The MCP runs as a stdio subprocess that the host spawns. Many hosts strip
inherited `PATH` from that subprocess, so wire the `uv run --directory`
form rather than relying on the `cal-scheduler` shim being on the spawn
host's `PATH`:

```json
{
  "mcpServers": {
    "cal-scheduler": {
      "command": "uv",
      "args": ["run", "--directory", "/abs/path/to/cal-scheduler-mcp", "cal-scheduler"],
      "env": {
        "CALDAV_BASE_URL": "http://127.0.0.1:5232",
        "CALDAV_USERNAME": "me",
        "CALDAV_PASSWORD": "secret",
        "CAL_DEFAULT_TZ": "Pacific/Auckland"
      }
    }
  }
}
```

`/abs/path/to/cal-scheduler-mcp` is the absolute path to a local clone of
this repo (see *Install* above).

Pair it with any CalDAV server. A simple self-hosted option is
[Radicale](https://radicale.org/) (plain `http://`, no TLS needed for local use).

## Tool surface

**Events** — `list_events(start, end, [calendar])`, `create_event(summary, start,
[end, calendar, description, location, rrule])`, `update_event(uid, …)`,
`delete_event(uid, [calendar])`, `exclude_occurrence(uid, occurrence, [calendar])`,
`move_occurrence(uid, occurrence, new_start, [new_end, calendar])`.

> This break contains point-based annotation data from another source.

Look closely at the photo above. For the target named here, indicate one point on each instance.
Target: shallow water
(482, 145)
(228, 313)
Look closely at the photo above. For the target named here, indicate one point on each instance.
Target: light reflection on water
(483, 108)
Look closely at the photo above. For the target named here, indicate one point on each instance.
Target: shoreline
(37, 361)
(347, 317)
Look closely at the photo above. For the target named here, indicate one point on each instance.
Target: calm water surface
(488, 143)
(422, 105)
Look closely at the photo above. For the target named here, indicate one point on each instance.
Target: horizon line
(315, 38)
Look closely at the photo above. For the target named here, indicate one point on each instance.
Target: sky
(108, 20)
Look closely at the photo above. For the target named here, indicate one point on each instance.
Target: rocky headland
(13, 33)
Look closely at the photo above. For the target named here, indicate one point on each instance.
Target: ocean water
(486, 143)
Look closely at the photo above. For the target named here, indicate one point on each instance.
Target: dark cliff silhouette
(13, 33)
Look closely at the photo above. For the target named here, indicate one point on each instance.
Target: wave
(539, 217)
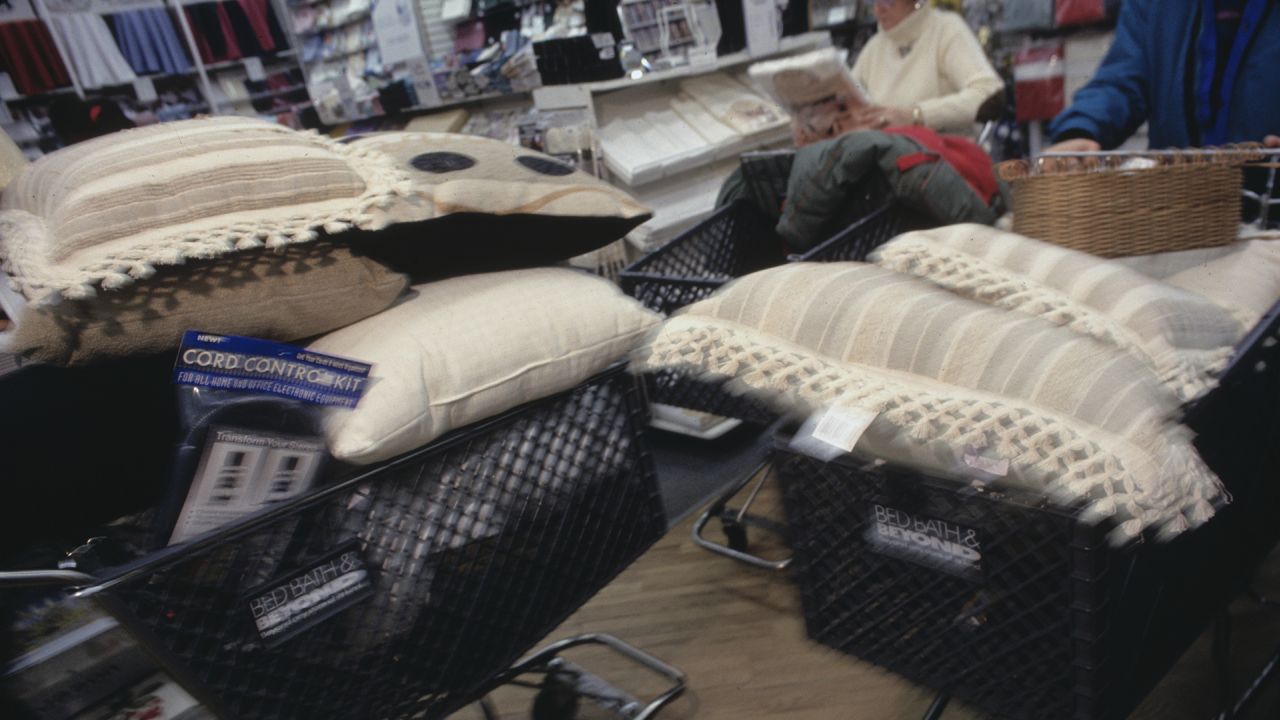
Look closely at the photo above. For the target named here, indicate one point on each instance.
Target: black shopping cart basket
(424, 578)
(1027, 611)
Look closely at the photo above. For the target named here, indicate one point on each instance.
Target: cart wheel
(736, 534)
(557, 700)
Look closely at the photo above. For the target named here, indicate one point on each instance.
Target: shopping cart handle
(45, 578)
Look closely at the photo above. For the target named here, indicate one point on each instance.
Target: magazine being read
(817, 90)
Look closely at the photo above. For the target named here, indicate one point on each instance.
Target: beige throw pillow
(296, 294)
(1074, 418)
(108, 212)
(1243, 277)
(1185, 337)
(469, 347)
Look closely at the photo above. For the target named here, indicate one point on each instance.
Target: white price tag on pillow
(254, 69)
(990, 465)
(842, 427)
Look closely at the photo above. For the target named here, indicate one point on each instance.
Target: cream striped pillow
(947, 376)
(1242, 277)
(1185, 337)
(106, 212)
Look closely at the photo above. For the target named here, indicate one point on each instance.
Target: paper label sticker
(7, 89)
(246, 364)
(990, 465)
(254, 69)
(941, 545)
(842, 427)
(145, 90)
(306, 597)
(243, 470)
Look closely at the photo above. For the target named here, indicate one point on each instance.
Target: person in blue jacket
(1200, 72)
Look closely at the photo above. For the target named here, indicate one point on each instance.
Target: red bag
(1079, 12)
(1040, 78)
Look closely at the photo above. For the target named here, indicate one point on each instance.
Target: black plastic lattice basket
(455, 560)
(735, 241)
(1008, 601)
(730, 244)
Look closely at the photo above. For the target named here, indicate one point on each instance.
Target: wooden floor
(739, 637)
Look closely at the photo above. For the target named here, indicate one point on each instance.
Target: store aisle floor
(739, 636)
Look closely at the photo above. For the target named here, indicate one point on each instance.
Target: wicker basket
(1187, 200)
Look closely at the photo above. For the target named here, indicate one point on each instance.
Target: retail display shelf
(679, 204)
(794, 44)
(225, 64)
(351, 21)
(682, 163)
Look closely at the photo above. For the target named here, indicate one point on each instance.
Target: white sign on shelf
(12, 10)
(455, 10)
(763, 26)
(145, 90)
(397, 31)
(254, 69)
(424, 85)
(702, 57)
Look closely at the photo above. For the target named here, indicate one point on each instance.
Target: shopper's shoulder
(949, 22)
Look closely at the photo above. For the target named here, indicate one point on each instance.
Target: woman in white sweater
(924, 67)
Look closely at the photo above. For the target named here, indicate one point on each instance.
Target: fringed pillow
(947, 377)
(298, 292)
(1242, 277)
(105, 213)
(490, 206)
(1184, 336)
(115, 245)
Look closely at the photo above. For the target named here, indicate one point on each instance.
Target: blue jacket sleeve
(1114, 104)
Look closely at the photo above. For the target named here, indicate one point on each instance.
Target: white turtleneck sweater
(929, 60)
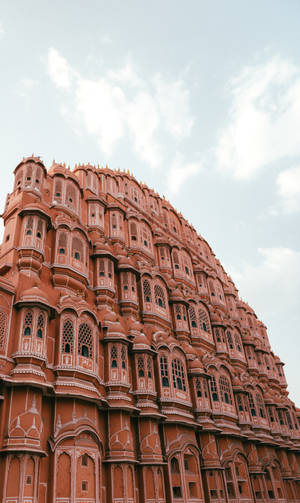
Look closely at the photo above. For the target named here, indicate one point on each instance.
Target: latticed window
(77, 249)
(238, 342)
(204, 320)
(28, 323)
(147, 290)
(252, 404)
(225, 390)
(178, 374)
(29, 226)
(40, 325)
(149, 367)
(239, 403)
(192, 316)
(260, 405)
(68, 337)
(141, 367)
(229, 339)
(159, 296)
(85, 341)
(62, 243)
(123, 357)
(3, 329)
(176, 260)
(133, 231)
(164, 372)
(178, 312)
(39, 230)
(114, 357)
(214, 389)
(58, 190)
(198, 388)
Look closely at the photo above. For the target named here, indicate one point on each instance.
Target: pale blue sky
(199, 99)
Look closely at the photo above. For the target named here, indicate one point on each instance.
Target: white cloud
(180, 172)
(288, 187)
(121, 103)
(264, 119)
(59, 69)
(272, 286)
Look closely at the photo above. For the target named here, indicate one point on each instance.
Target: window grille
(198, 388)
(225, 390)
(133, 231)
(141, 367)
(40, 325)
(230, 341)
(238, 342)
(114, 357)
(204, 321)
(214, 389)
(176, 260)
(147, 290)
(260, 405)
(67, 337)
(28, 323)
(159, 296)
(58, 190)
(192, 316)
(123, 357)
(149, 367)
(39, 231)
(178, 374)
(85, 341)
(77, 249)
(252, 404)
(3, 329)
(29, 226)
(164, 372)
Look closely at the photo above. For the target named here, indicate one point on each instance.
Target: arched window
(3, 329)
(198, 388)
(163, 363)
(40, 325)
(114, 357)
(29, 226)
(225, 390)
(229, 339)
(238, 342)
(133, 231)
(28, 323)
(178, 374)
(260, 405)
(85, 341)
(176, 260)
(67, 337)
(123, 357)
(149, 367)
(62, 243)
(192, 316)
(252, 404)
(147, 290)
(77, 249)
(204, 321)
(214, 389)
(141, 367)
(159, 296)
(58, 190)
(39, 230)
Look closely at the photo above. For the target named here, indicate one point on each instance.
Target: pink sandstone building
(130, 370)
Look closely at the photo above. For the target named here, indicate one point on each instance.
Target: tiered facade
(130, 370)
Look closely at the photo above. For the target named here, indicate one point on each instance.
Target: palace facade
(130, 369)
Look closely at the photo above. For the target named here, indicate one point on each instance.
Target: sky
(199, 99)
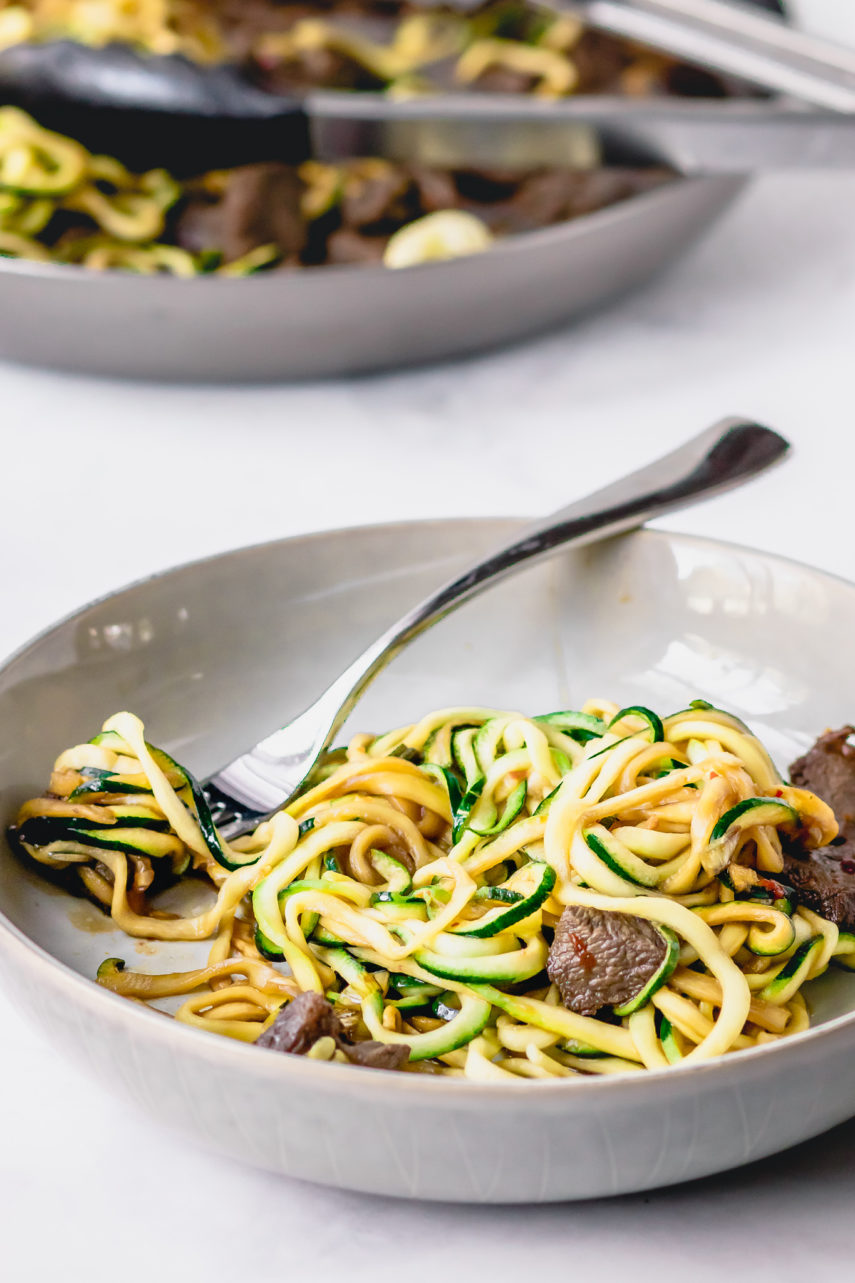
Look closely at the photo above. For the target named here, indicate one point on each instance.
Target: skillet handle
(153, 110)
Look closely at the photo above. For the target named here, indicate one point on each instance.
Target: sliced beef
(602, 959)
(828, 770)
(301, 1024)
(351, 246)
(374, 193)
(378, 1055)
(824, 882)
(308, 1018)
(261, 205)
(824, 879)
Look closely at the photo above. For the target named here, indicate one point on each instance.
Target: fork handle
(720, 458)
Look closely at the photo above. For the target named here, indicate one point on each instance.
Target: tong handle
(153, 109)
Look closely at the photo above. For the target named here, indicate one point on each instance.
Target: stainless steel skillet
(335, 321)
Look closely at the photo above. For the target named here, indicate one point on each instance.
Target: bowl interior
(215, 654)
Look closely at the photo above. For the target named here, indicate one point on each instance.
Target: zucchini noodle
(417, 885)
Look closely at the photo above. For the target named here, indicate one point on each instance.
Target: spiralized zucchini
(417, 884)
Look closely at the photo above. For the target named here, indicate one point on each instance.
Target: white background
(108, 481)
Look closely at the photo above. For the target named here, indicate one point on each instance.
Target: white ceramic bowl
(212, 654)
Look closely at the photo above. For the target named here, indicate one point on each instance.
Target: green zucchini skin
(673, 1055)
(138, 839)
(657, 979)
(539, 882)
(761, 894)
(654, 721)
(397, 875)
(487, 969)
(613, 857)
(466, 1024)
(794, 973)
(754, 811)
(512, 807)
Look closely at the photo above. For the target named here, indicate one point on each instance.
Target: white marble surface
(759, 320)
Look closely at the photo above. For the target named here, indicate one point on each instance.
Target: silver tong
(176, 110)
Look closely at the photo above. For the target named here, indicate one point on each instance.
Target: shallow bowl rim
(351, 1078)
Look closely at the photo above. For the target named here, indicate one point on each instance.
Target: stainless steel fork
(265, 778)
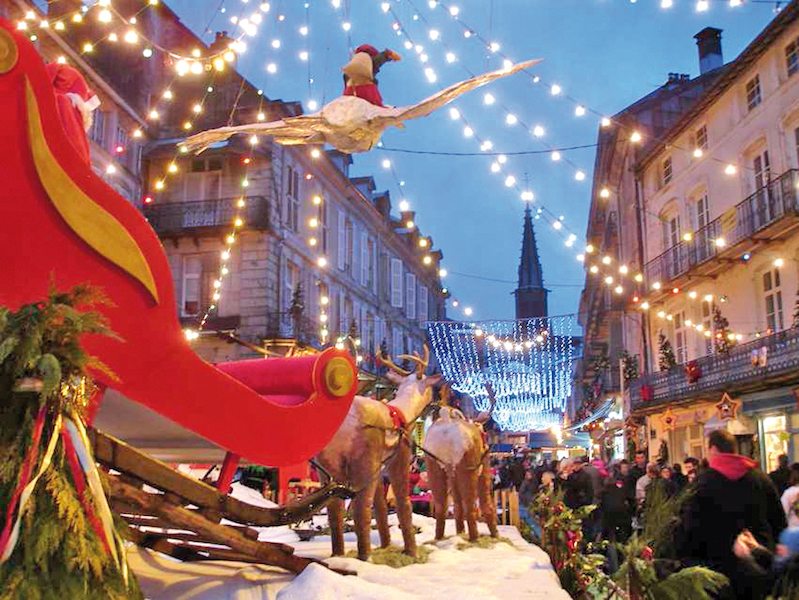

**Calendars** — `list_calendars`, `create_calendar(name)`, `delete_calendar(name)`.

**Helper** — `resolve_datetime(value)` — preview how a datetime will be interpreted,
without writing anything.

### The timezone rule (the whole point)

Every event is stored zoned to `CAL_DEFAULT_TZ`.

- A **naive** datetime (`2026-06-30T21:00`) is assumed to be wall time in that zone,
  and the tool response says so (`"assumed Pacific/Auckland wall time"`).
- An **offset-qualified** datetime (`…+12:00`) is honoured as an instant and
  re-expressed in the zone — same wall clock when the offset matches, a correct
  conversion otherwise.
- A **date-only** value (`2026-06-30`) is an all-day event.

## Develop

```bash
uv sync                 # install deps + dev tools
uv run ruff check       # lint
uv run pytest           # unit tests (no server required)
```

The unit tests cover the pure layers (timezone resolution, recurrence validation,
EXDATE/RECURRENCE-ID construction) and need no running CalDAV server. To exercise
the full stack end to end, point `CALDAV_BASE_URL` at a throwaway CalDAV account.